I was born in Topeka Kansas and grew up not far from Kansas City in a small town called Gardner. It is there that I began my work as a potter. A scheduling conflict in high school landed me in a ceramics class where a knack for form, a belief I could do anything, and a willingness to fail repeatedly were all I needed to excel with clay. Several years after graduating high school in 1984, I came to a point where I had no idea what to do with my future; I decided to take a ceramics class at the local community college. I then went to the University of Kansas to study ceramics. There, working 10 to 12 hour days I learned it all, I thought.
While I was at KU, I married my wife Diana and with the news I would soon be a father I decided to leave KU after only one year. I spent that summer building my studio and a two chamber wood kiln. That fall of 1989 I began making pots professionally. I learned very quickly how little I knew. I had no idea what to make or how to sell my work and I had never even been to an art fair.
Those first years were tough, but in those tough years I found my greatest teachers: the clay itself and the process. The relentless honesty of the clay always and still
placidly demands no less than the absolute, while the process whispers in my ear "Slow down and you will get more accomplished".
Once I found these teachers things started to come together. When I left KU I could throw a three foot tall pot but I could not pull a decent handle on a mug. So I spent the first ten years focusing on mostly functional work while still producing large pieces. I only had two wheels at the time and one always had a big pot turning on it while I was cranking on small work. It felt good to see 100 mugs on a shelf all the same size and form and I began to see how forms do evolve over time. During this period I picked up some wholesale accounts and started going to art fairs. Art fairs were a whole other learning curve.

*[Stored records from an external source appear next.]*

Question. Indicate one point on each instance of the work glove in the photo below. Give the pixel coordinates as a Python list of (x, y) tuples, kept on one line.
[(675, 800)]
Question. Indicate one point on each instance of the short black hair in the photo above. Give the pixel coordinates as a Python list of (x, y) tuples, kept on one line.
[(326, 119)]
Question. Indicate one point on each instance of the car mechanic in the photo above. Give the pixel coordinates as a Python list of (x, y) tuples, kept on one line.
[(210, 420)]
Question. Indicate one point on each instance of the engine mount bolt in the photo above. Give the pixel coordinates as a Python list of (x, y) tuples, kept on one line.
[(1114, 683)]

By the time I was in my early thirties I was making some nice forms and doing well at art fairs. At least my small pieces were. I found that my small functional pots sold well in the street but my larger pieces did not. Of course, my work was evolving in the direction of the larger more sculptural forms and so art fairs became a lot more work than fun. I built 11 different displays in 15 years trying to present the work better as it grew in scale. The hard work payed off and I was able to have some success. I felt as though I was achieving what I set out to do. Ironically as all this was taking place I had change in the back of my mind.
This autumn of 2009 I will have been making pots professionally for twenty tears. My focus is now more on the sculptural vessel and I am exhibiting in galleries and teaching workshops with the occasional art fair. I am switching to cone 6 with an emphasis on soda firing and have even considered the idea of firing in oxidation. Something I would have laughed at ten years ago.
Working in the studio right now is thrilling as well as somewhat tenuous. Armed with my knack for form, my belief I can do anything and my willingness to still fail repeatedly I have faith things will turn out fine.